The vampire grinned, and his smile extended from ear to ear, the scars that severed the skin of his cheeks grinding together like the lips that they were not. A cross was branded into the skin of his forehead so that he resembled a parishioner on Ash Wednesday, especially if Ash Wednesday took place in hell.

“No,” he slurred around his misshapen lips, “There are none left alive. All have been converted, as Zuriel wishes,” his long fangs flashed in the light of the streetlamp as he spoke, stained though they were from his feeding.

“Good.” Dinah turned to smile at him as she hugged her bible closer to her chest to protect it from the rain, “They will be coming soon: first the humans and then our prey.”

“The master is certain that they will come?”

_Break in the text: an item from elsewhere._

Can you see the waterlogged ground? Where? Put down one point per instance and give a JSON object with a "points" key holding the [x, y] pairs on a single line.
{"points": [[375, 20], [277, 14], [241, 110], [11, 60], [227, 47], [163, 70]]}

“Oh yes,” Dinah’s eyes lit up with their hideous zeal, “The eastern tribes will come. They will come to the river and they will cross it but it will take so much out of them that they will be as easy to kill as any human. They will think that they are clever, and they will band together to take us out, but that will only make our victory all the quicker.”

Mordecai laughed, “In His name, amen.”